Do They Still Matter?
The long and short answer to this question is: for the most part, no, they don't matter.
Very few cult wines that we have encountered live up to their price tag, especially when you consider how well you can drink these days at the $50, $35 and even $20 price range. These hype monsters are often not worth writing about for us, and frankly, opportunities to even taste them are fairly rare anyway.
But every now and again, the stars align and a certain high-value wine shows that it is worth the splurge. No wine better exemplifies this than ARPEPE's series of Valtellina Superiore Riserva, which are only released in good vintages; come from ridiculously steep, labor-intensive slopes in the Italian Alps; and which are held back for at least eight years in the winery before release, only to shine like a 24-carat diamond in the glass. For a little over $100, that's the kind of special wine I want to splurge on for an anniversary dinner. Plenty of other Nebbiolo wines fit this bill: Bartolo Mascarello's sole Barolo, Vietti's single-vineyard cru wines from Barolo and Barbaresco, and Ferrando's Carema (which is just under $100, but who knows for how long). In Burgundy and Bordeaux, throw a rock in any direction and you'll find a winery producing a North-of-100-Dollar wine. The same attention to discretion applies.
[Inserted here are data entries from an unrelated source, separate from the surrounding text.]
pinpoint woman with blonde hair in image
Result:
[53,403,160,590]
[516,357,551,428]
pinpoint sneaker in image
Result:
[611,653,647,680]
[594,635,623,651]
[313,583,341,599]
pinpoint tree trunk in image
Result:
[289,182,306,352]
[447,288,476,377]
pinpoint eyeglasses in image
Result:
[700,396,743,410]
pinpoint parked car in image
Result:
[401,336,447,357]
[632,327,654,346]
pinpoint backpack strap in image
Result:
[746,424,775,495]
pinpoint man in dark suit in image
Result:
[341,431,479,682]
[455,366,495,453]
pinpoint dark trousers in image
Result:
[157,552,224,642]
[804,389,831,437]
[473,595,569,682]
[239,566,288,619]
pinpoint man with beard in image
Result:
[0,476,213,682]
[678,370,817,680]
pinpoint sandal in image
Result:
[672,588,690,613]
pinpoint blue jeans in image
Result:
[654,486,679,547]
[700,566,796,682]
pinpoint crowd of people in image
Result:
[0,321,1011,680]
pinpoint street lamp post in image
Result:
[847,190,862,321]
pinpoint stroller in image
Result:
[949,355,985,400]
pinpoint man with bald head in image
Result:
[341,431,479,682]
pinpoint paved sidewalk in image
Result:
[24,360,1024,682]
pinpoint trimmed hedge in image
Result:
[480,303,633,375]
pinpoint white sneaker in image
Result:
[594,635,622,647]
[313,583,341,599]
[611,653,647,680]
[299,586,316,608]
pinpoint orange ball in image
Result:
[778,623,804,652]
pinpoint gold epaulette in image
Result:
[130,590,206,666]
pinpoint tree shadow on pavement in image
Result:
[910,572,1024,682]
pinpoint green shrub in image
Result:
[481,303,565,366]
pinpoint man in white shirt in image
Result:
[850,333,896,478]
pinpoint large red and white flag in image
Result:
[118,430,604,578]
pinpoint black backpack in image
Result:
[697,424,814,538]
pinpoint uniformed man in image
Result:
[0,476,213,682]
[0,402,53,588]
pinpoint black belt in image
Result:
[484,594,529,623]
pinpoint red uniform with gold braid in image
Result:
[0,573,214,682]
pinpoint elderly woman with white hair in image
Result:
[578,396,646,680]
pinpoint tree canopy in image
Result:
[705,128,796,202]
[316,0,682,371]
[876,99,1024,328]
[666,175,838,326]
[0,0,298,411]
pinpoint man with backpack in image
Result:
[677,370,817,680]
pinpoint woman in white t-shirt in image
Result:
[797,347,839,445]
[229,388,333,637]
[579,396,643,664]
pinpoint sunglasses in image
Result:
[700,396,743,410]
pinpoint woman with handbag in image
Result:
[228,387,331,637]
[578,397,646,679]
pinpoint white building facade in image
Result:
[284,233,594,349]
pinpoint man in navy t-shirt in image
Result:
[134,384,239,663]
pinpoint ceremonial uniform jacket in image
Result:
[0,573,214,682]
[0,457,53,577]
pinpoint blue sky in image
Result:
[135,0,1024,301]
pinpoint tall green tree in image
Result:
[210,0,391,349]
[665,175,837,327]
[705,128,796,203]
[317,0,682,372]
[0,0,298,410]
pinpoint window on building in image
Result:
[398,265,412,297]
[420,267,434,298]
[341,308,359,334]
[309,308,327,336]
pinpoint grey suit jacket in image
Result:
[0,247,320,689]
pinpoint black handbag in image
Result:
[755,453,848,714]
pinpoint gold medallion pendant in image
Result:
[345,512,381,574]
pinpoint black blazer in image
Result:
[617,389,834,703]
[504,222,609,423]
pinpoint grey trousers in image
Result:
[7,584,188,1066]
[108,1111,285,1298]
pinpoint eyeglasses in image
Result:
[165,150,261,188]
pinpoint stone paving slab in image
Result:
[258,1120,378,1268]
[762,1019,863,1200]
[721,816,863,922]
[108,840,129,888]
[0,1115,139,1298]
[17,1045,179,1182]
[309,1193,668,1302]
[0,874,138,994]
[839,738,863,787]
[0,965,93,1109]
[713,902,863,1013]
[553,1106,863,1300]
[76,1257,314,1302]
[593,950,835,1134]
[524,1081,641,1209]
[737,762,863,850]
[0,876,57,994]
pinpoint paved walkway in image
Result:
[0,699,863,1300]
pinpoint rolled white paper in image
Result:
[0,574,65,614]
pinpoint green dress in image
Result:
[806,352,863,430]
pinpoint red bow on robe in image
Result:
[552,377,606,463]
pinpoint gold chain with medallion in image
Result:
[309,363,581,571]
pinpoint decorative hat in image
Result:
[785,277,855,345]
In the end, remember that value is highly subjective, and what we find to be overrated could very well be a favorite for you for personal reasons. Likewise, you might not agree that one of these wines was worth every penny. We welcome the debate.
But, know this: we will do our best to don our sunglasses and resist the megawatt aura of hype-monster wines, and determine for you whether there is a reason to care that much to buy it. It has to be compelling beyond some wine critic saying "because I said so." And from our experience, once you go over the $100 mark, the batting average for success decreases, and the potential for disappointment rises. That's just how it is.